1.5 kg. urdă (ricotta) cheese, 1 cup rice, 2 bunches scallions, 3 bunches fresh dill, 2 kg. sorrel leaves, 1 fist-sized ball butter, 3-4 tbs. flour, 1 pitcher sour cream, 2 cups borş**, 1 bowl tomato juice, salt, pepper.Pass the cheese through a grinder. Add 1 bunch chopped scallions and the dill, also chopped. Mix in the boiled rice and add salt and pepper to taste. Separately, sauté the other bunch of chopped scallions in butter and add to the cheese mixture. Wash the sorrel leaves, then scald them quickly in boiling water. Put a small amount of the cheese mixture on each leaf, and roll each one into the shape of a small sausage, tucking in the ends to seal in the contents. Butter a baking dish, place some sorrel leaves on the bottom, and arrange a layer of stuffed leaves in a circle to cover the bottom of the dish.
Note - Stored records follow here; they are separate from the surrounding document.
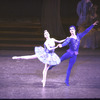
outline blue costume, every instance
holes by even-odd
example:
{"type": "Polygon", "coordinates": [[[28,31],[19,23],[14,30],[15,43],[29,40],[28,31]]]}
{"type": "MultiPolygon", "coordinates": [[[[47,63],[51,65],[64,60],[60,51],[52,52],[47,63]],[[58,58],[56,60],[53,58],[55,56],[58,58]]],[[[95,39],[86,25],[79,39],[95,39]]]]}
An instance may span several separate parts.
{"type": "MultiPolygon", "coordinates": [[[[65,83],[67,86],[69,86],[69,76],[71,73],[71,69],[74,65],[74,63],[76,62],[76,58],[78,55],[78,50],[79,50],[79,46],[80,46],[80,40],[82,37],[84,37],[92,28],[94,27],[94,25],[91,25],[90,27],[88,27],[84,32],[82,33],[78,33],[77,34],[77,38],[71,38],[68,37],[66,38],[65,42],[62,43],[62,47],[69,45],[69,49],[67,50],[67,52],[65,54],[63,54],[61,56],[61,62],[70,58],[69,59],[69,65],[68,65],[68,69],[66,72],[66,80],[65,83]]],[[[54,66],[50,66],[49,70],[54,67],[54,66]]]]}
{"type": "Polygon", "coordinates": [[[35,47],[35,54],[38,59],[48,65],[57,65],[61,62],[60,58],[53,50],[48,50],[44,43],[44,48],[42,46],[35,47]]]}

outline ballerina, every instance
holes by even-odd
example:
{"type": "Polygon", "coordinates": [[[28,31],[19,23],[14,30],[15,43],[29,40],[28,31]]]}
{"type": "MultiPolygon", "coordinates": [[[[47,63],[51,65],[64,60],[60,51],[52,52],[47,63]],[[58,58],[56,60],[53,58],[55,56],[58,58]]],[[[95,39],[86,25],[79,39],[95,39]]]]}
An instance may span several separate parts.
{"type": "Polygon", "coordinates": [[[12,59],[36,59],[38,58],[42,63],[44,63],[45,67],[43,69],[43,79],[41,81],[43,84],[43,87],[45,87],[45,84],[46,84],[47,71],[50,65],[57,65],[61,62],[59,56],[54,52],[55,49],[58,47],[58,45],[55,46],[55,43],[62,43],[65,41],[65,39],[56,40],[55,38],[50,38],[50,34],[47,30],[44,30],[44,37],[46,38],[46,41],[44,42],[44,47],[36,46],[34,49],[35,51],[34,55],[13,56],[12,57],[12,59]]]}

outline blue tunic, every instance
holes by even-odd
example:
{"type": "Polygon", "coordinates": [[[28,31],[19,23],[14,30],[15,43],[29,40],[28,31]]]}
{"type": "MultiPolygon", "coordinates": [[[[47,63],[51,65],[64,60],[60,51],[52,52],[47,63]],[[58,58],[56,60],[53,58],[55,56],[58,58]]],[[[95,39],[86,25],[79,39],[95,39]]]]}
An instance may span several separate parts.
{"type": "Polygon", "coordinates": [[[62,47],[69,45],[69,49],[67,51],[71,54],[78,54],[81,38],[84,37],[93,27],[94,25],[91,25],[84,32],[77,33],[77,39],[68,37],[62,44],[62,47]]]}

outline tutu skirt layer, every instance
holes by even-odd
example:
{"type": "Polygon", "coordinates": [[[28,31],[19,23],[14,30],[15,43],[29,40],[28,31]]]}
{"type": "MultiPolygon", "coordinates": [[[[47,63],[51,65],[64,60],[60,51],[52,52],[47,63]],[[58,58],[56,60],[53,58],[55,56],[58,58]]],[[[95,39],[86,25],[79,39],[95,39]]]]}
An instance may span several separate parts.
{"type": "Polygon", "coordinates": [[[56,53],[47,53],[42,46],[35,47],[35,54],[38,59],[44,64],[57,65],[61,62],[56,53]]]}

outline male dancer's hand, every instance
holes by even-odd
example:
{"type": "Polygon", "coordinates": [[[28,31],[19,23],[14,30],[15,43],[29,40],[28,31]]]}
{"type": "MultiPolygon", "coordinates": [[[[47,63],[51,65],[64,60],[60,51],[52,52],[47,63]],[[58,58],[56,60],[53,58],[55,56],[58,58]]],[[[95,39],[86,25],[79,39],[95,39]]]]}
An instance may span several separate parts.
{"type": "Polygon", "coordinates": [[[62,45],[61,45],[61,44],[58,44],[58,47],[59,47],[59,48],[62,48],[62,45]]]}
{"type": "Polygon", "coordinates": [[[93,23],[93,25],[97,25],[99,23],[99,21],[97,20],[97,21],[95,21],[94,23],[93,23]]]}

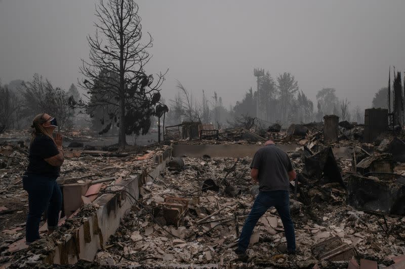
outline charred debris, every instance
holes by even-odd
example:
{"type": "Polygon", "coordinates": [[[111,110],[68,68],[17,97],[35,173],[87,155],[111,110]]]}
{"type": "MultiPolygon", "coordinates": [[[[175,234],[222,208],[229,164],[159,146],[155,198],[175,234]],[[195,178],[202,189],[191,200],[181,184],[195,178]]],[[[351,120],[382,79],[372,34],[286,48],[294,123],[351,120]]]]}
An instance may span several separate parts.
{"type": "Polygon", "coordinates": [[[84,190],[77,199],[64,198],[59,231],[50,236],[44,234],[43,239],[29,248],[21,241],[27,200],[19,179],[27,146],[3,143],[0,192],[9,202],[0,207],[5,228],[0,261],[4,268],[55,263],[52,255],[58,244],[98,212],[100,197],[118,195],[114,186],[141,174],[138,197],[130,198],[133,195],[124,191],[119,194],[118,203],[127,199],[131,206],[117,220],[119,227],[112,235],[97,236],[102,241],[97,244],[94,260],[81,258],[83,250],[74,244],[70,248],[65,245],[70,254],[59,260],[62,265],[52,266],[401,268],[405,260],[405,139],[388,125],[374,128],[373,119],[378,117],[386,117],[388,122],[386,110],[368,110],[364,125],[339,122],[334,115],[326,116],[323,123],[292,125],[287,129],[273,125],[264,132],[254,125],[216,130],[210,125],[187,123],[166,128],[170,146],[123,152],[77,145],[80,147],[68,151],[61,184],[65,198],[72,185],[84,190]],[[178,135],[170,136],[171,128],[178,135]],[[211,136],[204,137],[205,131],[211,131],[211,136]],[[372,141],[363,142],[370,137],[372,141]],[[269,138],[285,147],[298,172],[291,184],[290,209],[299,253],[282,253],[282,225],[272,209],[259,220],[249,259],[241,261],[233,248],[258,191],[249,177],[254,150],[239,157],[227,157],[232,156],[230,152],[199,157],[174,153],[179,145],[254,148],[269,138]],[[172,153],[159,155],[167,149],[173,149],[172,153]],[[166,165],[152,177],[147,171],[159,163],[166,165]],[[15,218],[18,216],[23,217],[15,218]],[[75,255],[75,265],[63,265],[71,263],[69,259],[75,255]]]}

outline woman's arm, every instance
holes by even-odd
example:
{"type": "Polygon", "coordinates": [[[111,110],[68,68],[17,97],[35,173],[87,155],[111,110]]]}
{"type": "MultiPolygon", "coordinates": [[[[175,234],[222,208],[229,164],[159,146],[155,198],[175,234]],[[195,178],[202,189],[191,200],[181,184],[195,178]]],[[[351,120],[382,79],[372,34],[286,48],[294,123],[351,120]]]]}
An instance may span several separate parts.
{"type": "Polygon", "coordinates": [[[63,154],[63,150],[62,149],[62,136],[60,134],[56,134],[56,137],[55,138],[55,143],[56,144],[56,147],[59,151],[59,154],[44,159],[52,166],[61,166],[63,164],[63,161],[65,160],[65,155],[63,154]]]}
{"type": "Polygon", "coordinates": [[[61,166],[65,160],[65,155],[63,154],[63,150],[61,148],[58,147],[59,153],[58,155],[52,156],[50,158],[44,159],[45,162],[52,166],[61,166]]]}

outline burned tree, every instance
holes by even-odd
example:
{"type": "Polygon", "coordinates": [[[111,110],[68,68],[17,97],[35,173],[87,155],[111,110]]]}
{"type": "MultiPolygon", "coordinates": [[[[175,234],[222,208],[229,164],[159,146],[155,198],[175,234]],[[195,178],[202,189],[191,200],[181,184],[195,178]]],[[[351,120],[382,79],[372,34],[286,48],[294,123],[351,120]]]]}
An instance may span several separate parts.
{"type": "Polygon", "coordinates": [[[342,103],[340,104],[340,112],[342,115],[342,120],[346,121],[350,118],[348,106],[350,102],[347,101],[346,98],[345,100],[342,99],[342,103]]]}
{"type": "Polygon", "coordinates": [[[281,104],[281,122],[285,123],[288,120],[289,109],[298,91],[298,82],[290,73],[285,72],[277,78],[278,94],[281,104]]]}
{"type": "Polygon", "coordinates": [[[79,84],[92,99],[84,105],[90,110],[104,107],[103,118],[108,117],[108,121],[102,121],[106,125],[104,131],[116,124],[121,146],[126,144],[126,135],[145,134],[149,130],[166,74],[160,73],[155,80],[145,72],[150,60],[146,49],[152,46],[153,39],[148,33],[148,41],[141,41],[138,12],[133,0],[100,0],[96,9],[99,21],[95,24],[95,36],[87,37],[89,61],[82,60],[79,68],[86,78],[79,84]]]}
{"type": "MultiPolygon", "coordinates": [[[[403,96],[402,92],[401,73],[394,77],[394,124],[398,127],[403,125],[403,96]]],[[[400,128],[399,128],[400,129],[400,128]]]]}
{"type": "Polygon", "coordinates": [[[190,122],[200,122],[199,112],[192,94],[189,92],[180,81],[177,82],[177,88],[182,94],[180,103],[185,118],[190,122]]]}
{"type": "Polygon", "coordinates": [[[69,104],[69,96],[59,87],[54,87],[47,79],[35,74],[32,81],[22,84],[22,115],[32,118],[46,112],[58,119],[58,128],[72,125],[74,112],[69,104]]]}
{"type": "Polygon", "coordinates": [[[0,134],[8,128],[13,120],[13,96],[6,87],[0,85],[0,134]]]}

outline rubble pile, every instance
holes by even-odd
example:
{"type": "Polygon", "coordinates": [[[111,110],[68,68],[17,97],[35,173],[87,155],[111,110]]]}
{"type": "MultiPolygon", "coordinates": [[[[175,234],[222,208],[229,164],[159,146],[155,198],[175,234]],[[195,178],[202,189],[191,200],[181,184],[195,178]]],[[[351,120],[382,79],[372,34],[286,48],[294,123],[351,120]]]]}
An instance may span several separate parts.
{"type": "MultiPolygon", "coordinates": [[[[330,156],[331,152],[326,147],[318,154],[330,156]]],[[[250,179],[251,159],[206,156],[183,158],[181,169],[175,162],[153,184],[144,185],[141,201],[134,204],[96,261],[150,268],[190,264],[206,268],[312,268],[315,264],[347,268],[350,259],[356,257],[375,260],[382,267],[393,263],[391,257],[405,254],[405,218],[370,214],[347,205],[346,179],[326,180],[331,176],[326,170],[318,177],[306,178],[306,158],[310,156],[305,156],[304,147],[290,155],[300,172],[299,179],[292,182],[290,206],[297,255],[282,253],[282,224],[272,208],[255,229],[249,260],[244,263],[238,259],[233,250],[257,193],[250,179]],[[168,202],[168,197],[182,201],[183,205],[176,203],[178,201],[168,202]]],[[[341,159],[334,158],[320,160],[327,168],[330,163],[342,165],[341,159]]],[[[337,172],[340,176],[340,170],[337,172]]]]}
{"type": "MultiPolygon", "coordinates": [[[[44,240],[39,240],[30,247],[28,253],[31,254],[28,254],[28,256],[32,258],[32,255],[40,254],[40,257],[35,257],[37,259],[40,257],[39,260],[42,260],[48,253],[44,250],[50,250],[49,248],[44,248],[44,244],[48,245],[52,242],[55,247],[58,242],[63,241],[64,237],[77,229],[84,218],[91,216],[97,209],[97,205],[92,201],[102,194],[104,190],[119,182],[131,179],[132,175],[142,174],[146,168],[155,165],[155,154],[163,152],[167,147],[163,146],[153,150],[145,149],[140,152],[138,148],[132,152],[127,151],[126,154],[120,155],[123,156],[121,157],[111,157],[101,153],[97,155],[94,152],[85,152],[67,148],[65,162],[57,180],[60,185],[62,188],[72,184],[90,184],[94,188],[89,188],[88,192],[90,193],[83,196],[83,201],[66,201],[64,198],[65,205],[78,202],[77,210],[72,214],[62,215],[59,230],[50,237],[46,236],[46,224],[42,222],[39,232],[44,240]],[[82,207],[80,203],[84,204],[82,207]],[[39,250],[35,251],[35,249],[39,250]]],[[[0,200],[0,225],[2,227],[0,231],[0,265],[4,262],[10,265],[13,262],[23,264],[26,261],[25,228],[28,196],[22,188],[22,176],[28,163],[27,151],[25,143],[0,145],[0,162],[6,164],[5,168],[0,169],[0,193],[2,197],[0,200]]],[[[64,213],[68,214],[66,210],[64,213]]]]}

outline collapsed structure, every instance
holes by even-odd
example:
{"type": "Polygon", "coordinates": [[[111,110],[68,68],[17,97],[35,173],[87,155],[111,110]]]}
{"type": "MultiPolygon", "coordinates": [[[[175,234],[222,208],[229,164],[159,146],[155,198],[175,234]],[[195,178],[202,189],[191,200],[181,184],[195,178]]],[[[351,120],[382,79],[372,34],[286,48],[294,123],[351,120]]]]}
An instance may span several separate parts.
{"type": "MultiPolygon", "coordinates": [[[[372,112],[387,117],[383,110],[372,112]]],[[[189,123],[168,127],[168,145],[113,152],[69,148],[58,180],[64,195],[59,230],[29,248],[20,180],[26,145],[3,144],[2,266],[405,266],[405,142],[388,126],[376,133],[372,120],[362,126],[336,118],[326,117],[325,125],[268,129],[298,174],[291,183],[290,209],[299,253],[282,254],[284,229],[273,209],[254,231],[248,261],[239,260],[233,248],[258,191],[249,166],[268,138],[262,132],[189,123]],[[373,143],[363,142],[366,137],[373,143]]],[[[40,231],[46,230],[45,225],[40,231]]]]}

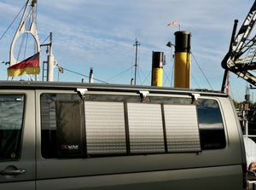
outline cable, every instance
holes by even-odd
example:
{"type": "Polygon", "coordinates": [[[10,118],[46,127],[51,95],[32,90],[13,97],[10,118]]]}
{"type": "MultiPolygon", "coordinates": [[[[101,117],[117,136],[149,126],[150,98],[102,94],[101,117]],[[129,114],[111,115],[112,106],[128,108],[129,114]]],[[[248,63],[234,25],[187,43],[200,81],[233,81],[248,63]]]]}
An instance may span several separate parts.
{"type": "Polygon", "coordinates": [[[200,71],[201,71],[201,73],[203,74],[203,76],[204,76],[204,78],[206,78],[207,83],[209,84],[209,86],[211,87],[211,89],[212,89],[212,90],[213,88],[212,87],[210,82],[208,81],[208,79],[207,79],[207,78],[206,77],[205,73],[203,72],[202,69],[200,67],[200,66],[199,66],[198,62],[196,61],[196,60],[195,60],[195,56],[194,56],[194,54],[192,54],[192,52],[191,52],[191,55],[192,55],[192,57],[194,58],[194,60],[195,60],[195,63],[196,63],[198,68],[200,69],[200,71]]]}
{"type": "Polygon", "coordinates": [[[10,26],[14,24],[14,22],[15,21],[15,20],[17,19],[17,17],[19,16],[19,14],[21,13],[21,11],[23,10],[23,9],[25,8],[26,3],[24,4],[24,6],[21,8],[21,9],[20,10],[20,12],[17,14],[17,15],[15,16],[15,18],[14,19],[14,20],[11,22],[11,24],[8,26],[8,28],[5,30],[5,32],[3,32],[3,34],[0,37],[0,41],[1,39],[3,37],[3,36],[6,34],[6,32],[8,32],[8,30],[10,28],[10,26]]]}
{"type": "MultiPolygon", "coordinates": [[[[79,72],[71,71],[71,70],[67,69],[67,68],[64,68],[64,67],[62,67],[62,66],[61,66],[61,68],[63,68],[64,70],[66,70],[66,71],[67,71],[67,72],[73,72],[73,73],[74,73],[74,74],[78,74],[78,75],[80,75],[80,76],[83,76],[83,77],[85,77],[85,78],[90,78],[90,77],[88,77],[88,76],[86,76],[86,75],[84,75],[84,74],[81,74],[81,73],[79,73],[79,72]]],[[[107,83],[107,82],[105,82],[105,81],[102,81],[102,80],[100,80],[100,79],[96,79],[96,78],[94,78],[93,79],[94,79],[94,80],[96,80],[96,81],[99,81],[99,82],[101,82],[101,83],[107,83]]]]}
{"type": "Polygon", "coordinates": [[[125,69],[125,71],[119,72],[119,74],[117,74],[117,75],[115,75],[115,76],[113,76],[113,77],[108,78],[107,81],[108,82],[108,81],[112,80],[113,78],[116,78],[116,77],[118,77],[118,76],[119,76],[119,75],[121,75],[121,74],[123,74],[123,73],[128,72],[130,69],[132,69],[133,67],[134,67],[134,66],[131,66],[131,67],[128,68],[128,69],[125,69]]]}

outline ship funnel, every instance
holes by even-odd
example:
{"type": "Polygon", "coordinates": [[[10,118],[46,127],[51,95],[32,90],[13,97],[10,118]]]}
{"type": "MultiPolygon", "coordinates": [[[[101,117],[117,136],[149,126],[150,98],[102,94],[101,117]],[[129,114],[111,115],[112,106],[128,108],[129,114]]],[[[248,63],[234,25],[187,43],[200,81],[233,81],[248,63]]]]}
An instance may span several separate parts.
{"type": "Polygon", "coordinates": [[[174,87],[190,86],[190,37],[191,32],[178,31],[175,35],[174,87]]]}
{"type": "Polygon", "coordinates": [[[163,85],[163,66],[165,63],[164,52],[152,52],[151,86],[163,85]]]}

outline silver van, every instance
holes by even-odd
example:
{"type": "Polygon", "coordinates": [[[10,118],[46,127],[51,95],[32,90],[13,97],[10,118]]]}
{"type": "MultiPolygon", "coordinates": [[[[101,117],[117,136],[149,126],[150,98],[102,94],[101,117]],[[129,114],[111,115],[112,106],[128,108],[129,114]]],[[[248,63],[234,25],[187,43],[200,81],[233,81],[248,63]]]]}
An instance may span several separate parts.
{"type": "Polygon", "coordinates": [[[246,188],[224,94],[0,82],[0,189],[246,188]]]}

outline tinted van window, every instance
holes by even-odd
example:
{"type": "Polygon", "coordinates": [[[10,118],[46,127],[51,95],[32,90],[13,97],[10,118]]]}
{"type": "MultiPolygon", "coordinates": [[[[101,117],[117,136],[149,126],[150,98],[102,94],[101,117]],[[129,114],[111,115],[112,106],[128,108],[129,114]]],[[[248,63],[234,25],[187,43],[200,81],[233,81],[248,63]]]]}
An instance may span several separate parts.
{"type": "Polygon", "coordinates": [[[218,101],[199,99],[197,114],[202,150],[225,147],[225,134],[218,101]]]}
{"type": "Polygon", "coordinates": [[[0,160],[20,158],[24,102],[24,95],[0,95],[0,160]]]}

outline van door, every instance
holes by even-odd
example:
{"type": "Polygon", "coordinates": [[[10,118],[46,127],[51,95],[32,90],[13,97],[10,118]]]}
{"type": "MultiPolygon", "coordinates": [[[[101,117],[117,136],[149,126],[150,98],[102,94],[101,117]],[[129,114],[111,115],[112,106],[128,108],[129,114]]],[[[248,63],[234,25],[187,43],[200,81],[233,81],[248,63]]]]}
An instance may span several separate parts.
{"type": "Polygon", "coordinates": [[[32,90],[0,91],[0,189],[35,189],[32,90]]]}

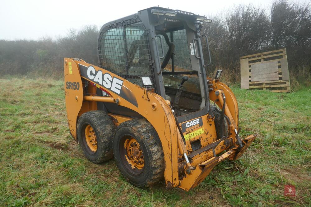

If there are remaining stuffed sorrel leaves, cover the bottom layer with another layer of plain leaves, and make another layer of stuffed leaves on top. Pour a mixture of borş and tomato juice over them and let simmer over a low flame. Prepare a white sauce with melted butter, flour and milk, and add to the stuffed leaves after the initial sauce has cooked down. Serve piping hot with sour cream and hot mămăligă. They are tastier yet if accompanied by a glass of red wine.Informant: Maria Mercioiu, Arcani village, Gorj county, 1984 From Romanian Cookery Book, The Romanian Cultural Foundation Publishing House, 2000 English version by Felicia MARPOZANFootnotes by Scott TINNEY
** Borş (pronounced "borsh") is not to be confused with what Anglophones know as Russian beet soup (borscht). Borş is a souring agent made from either fermented wheat bran or green (unripe, and very sour) wax cherries. Almost all soups in Romania are soured with either kind of borş, vinegar, or the brine from sauerkraut, but primarily with the borş made from fermented wheat bran.